I think the answer is where I started at the beginning of this journey. One day at a time. Slowly but surely. Doing today what I can do. I'm not going to run a half marathon today...but I can still run a mile. Albeit, slowly. At the beginning of the month I went and ran 2 miles...some can walk faster than I ran it...but it was my run and I finished.
I know that I am strong and capable. However, right now, I'm allowing myself to feel the gravity of where I am in my journey. I also know that I have more inward work to do when it comes to binge eating and letting food be a source of comfort. Today is the first day in a long time that I have felt a desire to get outside and run. So I'm going to do that. It feels like fall and that's my favorite time to be outside running. So I'm going to go and as long as it takes, I will run a mile or two. I will start using myfitnesspal again and being conscious of the amount of calories I'm consuming.

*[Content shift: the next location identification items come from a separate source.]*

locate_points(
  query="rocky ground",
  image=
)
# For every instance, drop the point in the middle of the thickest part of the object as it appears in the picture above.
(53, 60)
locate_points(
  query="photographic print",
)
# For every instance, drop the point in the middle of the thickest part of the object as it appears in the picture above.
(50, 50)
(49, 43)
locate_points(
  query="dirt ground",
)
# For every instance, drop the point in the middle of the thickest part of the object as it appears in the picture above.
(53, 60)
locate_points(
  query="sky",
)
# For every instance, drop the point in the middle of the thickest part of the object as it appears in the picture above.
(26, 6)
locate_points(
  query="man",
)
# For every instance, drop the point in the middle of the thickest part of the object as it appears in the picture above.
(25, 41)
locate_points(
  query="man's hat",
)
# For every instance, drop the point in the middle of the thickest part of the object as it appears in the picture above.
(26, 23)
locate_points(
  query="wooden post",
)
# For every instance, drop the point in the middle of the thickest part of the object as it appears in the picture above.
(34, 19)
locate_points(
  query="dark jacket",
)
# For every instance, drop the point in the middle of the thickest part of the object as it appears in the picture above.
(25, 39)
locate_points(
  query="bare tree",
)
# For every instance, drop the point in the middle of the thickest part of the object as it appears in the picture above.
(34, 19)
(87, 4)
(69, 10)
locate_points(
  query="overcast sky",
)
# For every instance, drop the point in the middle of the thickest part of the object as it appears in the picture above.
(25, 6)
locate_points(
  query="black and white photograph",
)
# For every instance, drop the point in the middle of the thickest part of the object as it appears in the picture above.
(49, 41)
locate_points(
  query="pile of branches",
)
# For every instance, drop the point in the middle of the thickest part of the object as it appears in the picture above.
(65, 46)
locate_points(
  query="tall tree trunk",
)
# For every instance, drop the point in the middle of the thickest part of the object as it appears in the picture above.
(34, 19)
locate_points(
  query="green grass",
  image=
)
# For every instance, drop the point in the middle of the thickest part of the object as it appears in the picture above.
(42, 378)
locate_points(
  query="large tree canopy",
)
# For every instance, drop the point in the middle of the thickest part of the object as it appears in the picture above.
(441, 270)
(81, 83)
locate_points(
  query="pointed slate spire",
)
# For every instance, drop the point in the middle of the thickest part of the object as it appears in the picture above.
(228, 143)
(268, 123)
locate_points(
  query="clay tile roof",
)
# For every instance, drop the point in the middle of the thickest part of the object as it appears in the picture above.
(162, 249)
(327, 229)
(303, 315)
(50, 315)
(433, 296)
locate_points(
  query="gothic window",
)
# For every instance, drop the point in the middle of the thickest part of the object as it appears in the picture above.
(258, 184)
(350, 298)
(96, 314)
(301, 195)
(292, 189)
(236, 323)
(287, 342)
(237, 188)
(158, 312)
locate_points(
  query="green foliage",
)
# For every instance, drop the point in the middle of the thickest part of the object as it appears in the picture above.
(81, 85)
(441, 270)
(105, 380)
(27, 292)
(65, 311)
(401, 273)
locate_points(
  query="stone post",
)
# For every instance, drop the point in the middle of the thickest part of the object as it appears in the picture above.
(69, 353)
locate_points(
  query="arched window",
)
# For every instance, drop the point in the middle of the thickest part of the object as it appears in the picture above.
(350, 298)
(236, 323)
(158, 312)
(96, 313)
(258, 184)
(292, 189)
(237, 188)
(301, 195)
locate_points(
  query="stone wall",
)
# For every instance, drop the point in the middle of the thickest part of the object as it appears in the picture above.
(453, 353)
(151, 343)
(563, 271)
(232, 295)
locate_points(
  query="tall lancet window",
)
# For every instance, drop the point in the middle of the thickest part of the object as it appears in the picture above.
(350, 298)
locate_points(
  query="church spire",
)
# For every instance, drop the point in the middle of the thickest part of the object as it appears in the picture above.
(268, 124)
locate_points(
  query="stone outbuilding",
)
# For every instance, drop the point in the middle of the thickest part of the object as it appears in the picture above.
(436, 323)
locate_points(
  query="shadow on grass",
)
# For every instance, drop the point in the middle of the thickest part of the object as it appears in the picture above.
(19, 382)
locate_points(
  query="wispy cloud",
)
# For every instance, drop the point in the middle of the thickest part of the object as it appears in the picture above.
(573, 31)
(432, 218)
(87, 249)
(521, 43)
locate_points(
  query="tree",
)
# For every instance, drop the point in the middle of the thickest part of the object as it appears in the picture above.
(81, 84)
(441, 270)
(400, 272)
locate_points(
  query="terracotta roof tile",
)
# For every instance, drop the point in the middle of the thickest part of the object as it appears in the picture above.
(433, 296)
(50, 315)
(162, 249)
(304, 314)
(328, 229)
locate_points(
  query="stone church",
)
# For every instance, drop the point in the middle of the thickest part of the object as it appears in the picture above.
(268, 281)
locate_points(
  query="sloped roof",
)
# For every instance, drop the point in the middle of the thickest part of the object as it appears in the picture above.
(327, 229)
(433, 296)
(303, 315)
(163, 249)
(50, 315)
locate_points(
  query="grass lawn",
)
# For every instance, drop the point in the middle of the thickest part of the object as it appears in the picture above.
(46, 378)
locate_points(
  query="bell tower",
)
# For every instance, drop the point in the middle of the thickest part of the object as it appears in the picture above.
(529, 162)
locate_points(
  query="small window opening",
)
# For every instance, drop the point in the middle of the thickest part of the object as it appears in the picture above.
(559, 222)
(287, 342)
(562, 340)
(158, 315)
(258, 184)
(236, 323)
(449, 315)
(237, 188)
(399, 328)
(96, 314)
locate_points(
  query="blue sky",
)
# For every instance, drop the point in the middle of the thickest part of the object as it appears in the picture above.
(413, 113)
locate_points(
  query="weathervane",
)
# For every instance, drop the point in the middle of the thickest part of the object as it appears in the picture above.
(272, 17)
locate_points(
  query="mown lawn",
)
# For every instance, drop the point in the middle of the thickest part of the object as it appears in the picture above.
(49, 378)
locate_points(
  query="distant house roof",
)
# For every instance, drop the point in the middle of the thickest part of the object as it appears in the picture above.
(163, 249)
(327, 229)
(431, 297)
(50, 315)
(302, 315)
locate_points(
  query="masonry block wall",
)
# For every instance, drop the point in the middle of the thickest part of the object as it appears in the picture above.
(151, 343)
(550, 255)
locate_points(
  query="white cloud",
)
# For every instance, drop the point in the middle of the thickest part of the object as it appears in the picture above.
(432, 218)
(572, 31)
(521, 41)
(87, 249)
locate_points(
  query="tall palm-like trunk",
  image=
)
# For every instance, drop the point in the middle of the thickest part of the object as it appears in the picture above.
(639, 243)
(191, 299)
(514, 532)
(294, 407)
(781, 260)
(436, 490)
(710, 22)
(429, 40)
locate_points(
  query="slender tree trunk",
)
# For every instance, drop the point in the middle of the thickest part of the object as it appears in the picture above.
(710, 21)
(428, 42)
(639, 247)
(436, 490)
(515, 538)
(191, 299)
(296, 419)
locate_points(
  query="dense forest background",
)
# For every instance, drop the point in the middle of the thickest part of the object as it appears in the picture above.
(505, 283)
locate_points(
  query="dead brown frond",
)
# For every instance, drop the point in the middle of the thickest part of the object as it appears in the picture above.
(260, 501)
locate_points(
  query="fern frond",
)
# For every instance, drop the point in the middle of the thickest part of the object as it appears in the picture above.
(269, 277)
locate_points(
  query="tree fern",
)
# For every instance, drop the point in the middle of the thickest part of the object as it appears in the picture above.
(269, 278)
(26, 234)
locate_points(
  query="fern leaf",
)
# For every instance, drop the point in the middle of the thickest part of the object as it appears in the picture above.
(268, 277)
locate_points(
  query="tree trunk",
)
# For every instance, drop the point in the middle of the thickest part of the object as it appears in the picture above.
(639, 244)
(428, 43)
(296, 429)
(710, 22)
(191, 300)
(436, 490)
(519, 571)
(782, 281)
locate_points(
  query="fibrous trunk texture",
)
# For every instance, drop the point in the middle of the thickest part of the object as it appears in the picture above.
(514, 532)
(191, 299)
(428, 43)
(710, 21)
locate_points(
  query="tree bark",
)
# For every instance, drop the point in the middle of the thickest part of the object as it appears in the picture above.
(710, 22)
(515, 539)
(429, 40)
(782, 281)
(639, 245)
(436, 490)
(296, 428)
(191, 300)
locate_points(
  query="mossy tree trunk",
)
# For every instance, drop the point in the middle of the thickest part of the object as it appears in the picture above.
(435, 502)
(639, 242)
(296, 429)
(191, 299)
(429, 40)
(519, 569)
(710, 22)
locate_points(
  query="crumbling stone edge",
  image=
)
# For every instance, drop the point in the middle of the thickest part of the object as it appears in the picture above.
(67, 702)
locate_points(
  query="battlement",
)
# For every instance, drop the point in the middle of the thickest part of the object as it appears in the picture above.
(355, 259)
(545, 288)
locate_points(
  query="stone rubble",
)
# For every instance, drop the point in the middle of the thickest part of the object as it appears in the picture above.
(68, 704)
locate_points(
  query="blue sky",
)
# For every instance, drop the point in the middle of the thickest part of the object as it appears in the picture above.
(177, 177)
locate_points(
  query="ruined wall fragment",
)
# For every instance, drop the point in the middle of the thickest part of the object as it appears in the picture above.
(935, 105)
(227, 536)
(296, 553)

I feel overwhelmed with the amount of work that is ahead of me. I think that has been another aspect holding me back. I know how hard I have to work to see success on the scale. I'm not putting a number goal out there..because this time it's more than just reaching a number...it's about reaching a state of mind...that doesn't seek food for comfort, that doesn't run away from challenges, that doesn't feel intimidated by what others might think. I want to try new things. I don't want to be held back by the thought that I may not be good at something. I don't just want a physical change...for once in my life I'd like to have a healthy relationship with food. I'd like to be on the same team as food...not against it at the table.
So, while my goals may be a little different then when I first started this journey, how I pick myself back up isn't. I get up and I take one step at a time...one moment at a time...and one day at a time.